In this study, Juzen-taiho-to suppressed estrogen-induced expression of c-fos/jun mRNA and their oncoproteins in the uterine corpora of castrated mice. c-Fos and c-jun are reported to fluctuate with the estrous cycle in response to estrogens (31). This, however, is considered to have been avoided in the ovarectomized mice used in the present study. As a result of the long-term experiment, Juzen-taiho-to also decreased the uterine weight overgrowth induced by estrogen, yet the inhibition was not recognized in the short-term experiment. Inhibitory effects of Juzen-taiho-to in endometrial carcinogenesis were prominent in the groups treated with E2. These results suggest that Juzen-taiho-to has an anti-carcinogenic effect, possibly via suppression of estrogen-related events.

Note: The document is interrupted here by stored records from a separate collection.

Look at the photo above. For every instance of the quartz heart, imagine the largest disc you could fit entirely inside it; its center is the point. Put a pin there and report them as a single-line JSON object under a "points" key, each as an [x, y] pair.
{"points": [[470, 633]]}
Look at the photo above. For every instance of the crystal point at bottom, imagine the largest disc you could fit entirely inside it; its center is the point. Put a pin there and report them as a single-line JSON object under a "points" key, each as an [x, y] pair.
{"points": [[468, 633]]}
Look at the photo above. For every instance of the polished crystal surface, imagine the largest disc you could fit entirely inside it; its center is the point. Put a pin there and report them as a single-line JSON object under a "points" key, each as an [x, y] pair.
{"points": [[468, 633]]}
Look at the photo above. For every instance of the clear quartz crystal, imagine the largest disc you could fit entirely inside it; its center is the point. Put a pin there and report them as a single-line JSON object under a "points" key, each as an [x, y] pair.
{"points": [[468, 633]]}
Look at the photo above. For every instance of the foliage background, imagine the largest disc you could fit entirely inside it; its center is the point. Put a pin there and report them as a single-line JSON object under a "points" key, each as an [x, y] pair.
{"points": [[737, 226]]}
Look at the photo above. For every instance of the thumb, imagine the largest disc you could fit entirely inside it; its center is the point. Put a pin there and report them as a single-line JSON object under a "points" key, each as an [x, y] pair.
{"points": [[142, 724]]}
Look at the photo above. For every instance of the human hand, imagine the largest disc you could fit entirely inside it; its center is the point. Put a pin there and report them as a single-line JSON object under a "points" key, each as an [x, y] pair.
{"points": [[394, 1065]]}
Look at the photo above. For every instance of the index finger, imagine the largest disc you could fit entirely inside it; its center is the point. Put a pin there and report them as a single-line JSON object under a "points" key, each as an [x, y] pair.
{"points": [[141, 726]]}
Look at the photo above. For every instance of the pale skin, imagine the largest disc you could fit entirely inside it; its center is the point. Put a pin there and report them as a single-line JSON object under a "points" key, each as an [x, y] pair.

In the present study, the effects of Juzen-taiho-to on other tissues of the reproductive tract were examined. In all groups of the long-term experiment, corpora lutea were frequently recognized in the ovaries, in contrast to the lack of corpora lutea found after treatment with tamoxifen in our previous report (22). Thus, an estrogenic effect of Juzen-taiho-to could not be seen at the dose used in this study.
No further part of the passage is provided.